Un niño de 7 años de Michigan, que pesaba 116 kilos al momento de su fallecimiento, murió en noviembre pasado. Sus padres, Damien O’Brien y Jessica O’Brien, fueron acusados de asesinato en segundo grado, tortura y abuso infantil, según informó la fiscalía del condado de Genesee.
Un niño de 7 años de Michigan, que pesaba 116 kilos cuando murió, falleció en noviembre pasado. Sus padres, Damien O’Brien, de 40 años, y Jessica O’Brien, de 41, fueron acusados de asesinato en segundo grado, tortura y tres cargos de abuso infantil en segundo grado, según informó la fiscalía del condado de Genesee.
El fiscal del condado de Genesee, David Leyton, declaró: “Está claro que los padres alimentaban al niño de manera inadecuada, por lo menos. No estaba recibiendo la nutrición que necesitaba”. La pareja compareció ante el tribunal la semana pasada y permanece detenida sin derecho a fianza en la cárcel del condado de Genesee.
El niño, que medía 1,28 metros, fue clasificado como obeso según el informe del médico forense del condado de Genesee.

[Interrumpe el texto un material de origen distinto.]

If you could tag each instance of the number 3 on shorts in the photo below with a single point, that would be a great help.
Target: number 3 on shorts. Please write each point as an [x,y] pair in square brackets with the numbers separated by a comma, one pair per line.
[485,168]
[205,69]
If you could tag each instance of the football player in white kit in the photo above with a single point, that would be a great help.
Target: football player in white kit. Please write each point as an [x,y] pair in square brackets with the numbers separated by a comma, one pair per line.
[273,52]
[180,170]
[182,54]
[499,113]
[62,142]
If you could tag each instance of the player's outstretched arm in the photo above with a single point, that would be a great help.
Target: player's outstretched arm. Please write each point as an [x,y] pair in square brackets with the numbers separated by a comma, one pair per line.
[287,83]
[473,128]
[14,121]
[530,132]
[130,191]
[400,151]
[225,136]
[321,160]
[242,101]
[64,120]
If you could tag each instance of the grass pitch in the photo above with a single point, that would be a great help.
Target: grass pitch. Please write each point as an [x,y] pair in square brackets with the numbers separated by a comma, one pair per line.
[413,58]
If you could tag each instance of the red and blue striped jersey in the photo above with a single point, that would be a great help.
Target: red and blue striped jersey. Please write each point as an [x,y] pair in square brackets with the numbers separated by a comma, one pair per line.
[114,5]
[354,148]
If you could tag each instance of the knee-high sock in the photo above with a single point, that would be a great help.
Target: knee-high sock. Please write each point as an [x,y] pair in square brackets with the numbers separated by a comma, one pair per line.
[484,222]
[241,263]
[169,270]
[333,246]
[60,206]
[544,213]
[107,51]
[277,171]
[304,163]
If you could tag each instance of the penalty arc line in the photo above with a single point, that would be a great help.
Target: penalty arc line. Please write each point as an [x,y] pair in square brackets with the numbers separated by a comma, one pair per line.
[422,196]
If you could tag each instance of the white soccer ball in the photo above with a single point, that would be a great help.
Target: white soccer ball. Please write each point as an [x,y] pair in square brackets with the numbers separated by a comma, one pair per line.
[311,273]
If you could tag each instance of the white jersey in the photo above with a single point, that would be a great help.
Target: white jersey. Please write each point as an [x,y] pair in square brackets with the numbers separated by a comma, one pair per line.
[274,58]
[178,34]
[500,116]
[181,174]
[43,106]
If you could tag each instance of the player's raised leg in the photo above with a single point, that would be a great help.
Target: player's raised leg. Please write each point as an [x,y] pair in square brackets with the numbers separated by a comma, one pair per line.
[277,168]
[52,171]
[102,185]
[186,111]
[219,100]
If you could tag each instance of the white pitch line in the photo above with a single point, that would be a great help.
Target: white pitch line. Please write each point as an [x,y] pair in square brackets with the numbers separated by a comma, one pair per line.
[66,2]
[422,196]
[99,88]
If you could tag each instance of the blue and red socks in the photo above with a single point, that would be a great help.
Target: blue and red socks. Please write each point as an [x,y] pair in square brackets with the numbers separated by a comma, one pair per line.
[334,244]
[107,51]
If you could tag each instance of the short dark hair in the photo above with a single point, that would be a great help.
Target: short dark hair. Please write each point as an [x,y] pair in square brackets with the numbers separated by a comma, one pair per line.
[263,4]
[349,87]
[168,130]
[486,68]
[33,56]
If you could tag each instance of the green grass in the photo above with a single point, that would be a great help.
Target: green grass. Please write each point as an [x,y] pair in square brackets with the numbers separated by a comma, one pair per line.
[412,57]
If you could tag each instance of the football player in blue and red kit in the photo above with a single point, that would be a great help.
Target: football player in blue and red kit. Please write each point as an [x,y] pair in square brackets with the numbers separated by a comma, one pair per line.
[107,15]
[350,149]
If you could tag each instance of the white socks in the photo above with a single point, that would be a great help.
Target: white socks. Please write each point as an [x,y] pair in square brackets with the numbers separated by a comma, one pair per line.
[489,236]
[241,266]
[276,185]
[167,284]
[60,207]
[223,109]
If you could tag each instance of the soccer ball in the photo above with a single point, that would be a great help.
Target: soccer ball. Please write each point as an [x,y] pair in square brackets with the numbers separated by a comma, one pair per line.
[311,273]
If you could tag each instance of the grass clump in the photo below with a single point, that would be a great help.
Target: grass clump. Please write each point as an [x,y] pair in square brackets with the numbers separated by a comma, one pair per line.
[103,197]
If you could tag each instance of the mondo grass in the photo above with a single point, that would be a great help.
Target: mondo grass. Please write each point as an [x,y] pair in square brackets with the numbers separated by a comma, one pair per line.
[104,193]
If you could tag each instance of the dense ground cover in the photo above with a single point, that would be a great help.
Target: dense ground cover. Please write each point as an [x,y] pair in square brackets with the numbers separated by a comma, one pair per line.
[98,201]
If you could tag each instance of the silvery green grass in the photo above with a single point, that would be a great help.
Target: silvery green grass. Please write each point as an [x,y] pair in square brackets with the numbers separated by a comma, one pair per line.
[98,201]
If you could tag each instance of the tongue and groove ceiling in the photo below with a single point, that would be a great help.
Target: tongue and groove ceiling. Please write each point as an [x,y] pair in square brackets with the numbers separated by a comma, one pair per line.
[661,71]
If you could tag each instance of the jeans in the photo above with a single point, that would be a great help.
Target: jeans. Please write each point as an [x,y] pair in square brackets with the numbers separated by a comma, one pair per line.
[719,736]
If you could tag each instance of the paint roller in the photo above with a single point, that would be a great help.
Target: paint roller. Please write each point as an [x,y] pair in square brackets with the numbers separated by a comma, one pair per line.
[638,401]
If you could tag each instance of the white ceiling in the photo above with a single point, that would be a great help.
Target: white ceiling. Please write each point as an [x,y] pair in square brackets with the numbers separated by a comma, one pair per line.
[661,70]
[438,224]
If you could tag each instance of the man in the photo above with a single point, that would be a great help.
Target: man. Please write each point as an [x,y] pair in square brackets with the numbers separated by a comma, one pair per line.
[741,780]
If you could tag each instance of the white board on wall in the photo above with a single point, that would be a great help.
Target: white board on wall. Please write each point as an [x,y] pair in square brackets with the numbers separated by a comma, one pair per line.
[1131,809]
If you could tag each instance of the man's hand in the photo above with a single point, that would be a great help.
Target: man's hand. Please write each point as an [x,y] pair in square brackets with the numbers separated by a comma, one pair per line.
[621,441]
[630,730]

La causa de su muerte se registró como miocardiopatía dilatada, y su peso figuró como una condición contribuyente. La miocardiopatía dilatada ocurre cuando el corazón se agranda y se debilita, lo que afecta el bombeo de sangre y puede impactar otros sistemas del cuerpo, incluidos los pulmones.
Según las denuncias penales, los padres no llevaron a Casper a recibir tratamiento, aunque la familia contaba con atención médica. Leyton indicó que las autoridades creen que Casper tenía “una dieta constante de sándwiches”. El niño no hablaba, estaba postrado en cama, presentaba graves úlceras por presión y diversas erupciones.
En el informe de la autopsia se señala que las fuerzas del orden y los Servicios de Protección Infantil reportaron montones de basura en la vivienda, y que Casper no estaba anotado en la escuela. Uno de los cargos de abuso infantil se relaciona con la hija de la pareja, de 5 años, quien fue puesta en un hogar de acogida.
Según el informe de la autopsia, Casper vio por última vez a un médico en febrero de 2024, cuando pesaba 47 kilos y le diagnosticaron tos, congestión y una enfermedad metabólica. En esa visita, a su madre se le proporcionó información sobre una dieta saludable y ejercicio, y fue remitido a un endocrinólogo pediátrico, al que nunca acudió.